' 'TAKE my camel, dear,' said my aunt Dot, as she climbed down from this animal on her return from High Mass.' The first sentence of Rose Macaulay's The Towers of Trebizond (1956) ranks among the great openings in literature.
She admitted that fiction was 'never perhaps her strongest suit', but it was not until chapter 14 of the novel that Rose Macaulay allowed a very real person his real name: Cumhur Odabasoglu - typically sorting out a spot of bother in the main square of the Black Sea port of Trebizond - the meydan of modern- day Trabzon, where caravans for Tabriz once assembled and Marco Polo lost all his luggage. They had no objection to aunt Dot's camel - after all the meydan is famous in Turkish heroic poetry as where Han Tural had wrestled down a fighting camel for love of a Trapezuntine princess, while the Ulusoy Bus Company has replaced the pack-camel stables there within living memory. But pious Trabzonlus, not natural converts to Anglicanism, drew the line at High Mass in the meydan and Cumhur sorted it out in fiction and Dame Rose in fact.

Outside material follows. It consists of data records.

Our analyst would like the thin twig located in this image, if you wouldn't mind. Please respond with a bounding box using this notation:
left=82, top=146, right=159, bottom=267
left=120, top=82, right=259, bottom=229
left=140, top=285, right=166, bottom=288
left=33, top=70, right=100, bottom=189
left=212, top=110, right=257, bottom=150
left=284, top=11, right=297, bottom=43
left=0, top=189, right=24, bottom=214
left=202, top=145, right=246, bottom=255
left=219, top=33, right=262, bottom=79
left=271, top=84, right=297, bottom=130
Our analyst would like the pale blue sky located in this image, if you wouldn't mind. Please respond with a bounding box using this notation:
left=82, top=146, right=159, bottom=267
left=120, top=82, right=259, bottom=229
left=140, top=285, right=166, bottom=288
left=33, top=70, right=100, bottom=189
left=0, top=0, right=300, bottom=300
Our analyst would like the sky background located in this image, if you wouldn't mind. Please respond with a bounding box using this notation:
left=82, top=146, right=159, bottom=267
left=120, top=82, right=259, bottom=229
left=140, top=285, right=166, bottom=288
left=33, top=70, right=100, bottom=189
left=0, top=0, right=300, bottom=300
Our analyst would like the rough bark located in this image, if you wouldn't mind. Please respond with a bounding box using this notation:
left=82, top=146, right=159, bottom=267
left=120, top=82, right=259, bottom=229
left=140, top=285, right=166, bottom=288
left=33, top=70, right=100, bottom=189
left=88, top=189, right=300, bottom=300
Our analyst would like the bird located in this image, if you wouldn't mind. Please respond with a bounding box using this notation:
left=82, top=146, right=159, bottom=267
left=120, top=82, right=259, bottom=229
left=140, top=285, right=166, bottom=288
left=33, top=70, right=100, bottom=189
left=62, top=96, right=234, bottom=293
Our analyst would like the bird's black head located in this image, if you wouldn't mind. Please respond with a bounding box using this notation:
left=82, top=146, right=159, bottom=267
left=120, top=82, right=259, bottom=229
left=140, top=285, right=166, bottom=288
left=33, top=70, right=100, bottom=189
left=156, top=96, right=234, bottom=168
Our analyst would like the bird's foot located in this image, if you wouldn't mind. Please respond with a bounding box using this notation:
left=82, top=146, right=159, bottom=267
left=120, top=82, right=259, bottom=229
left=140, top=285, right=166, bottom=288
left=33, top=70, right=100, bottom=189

He also sorted out a good 10,000 British and other travellers who climbed from the port to the meydan past his modest office at No 64, whether they were writing Turkey books or not - from backpackers to Kathmandu to (dropping everything last summer) taking a Cabinet Secretary to Ani, just to see what the place was like. Knowing all about the 'mad honey' (deli bal) of Trebizond, Cumhur would have sorted Xenophon's lot out too.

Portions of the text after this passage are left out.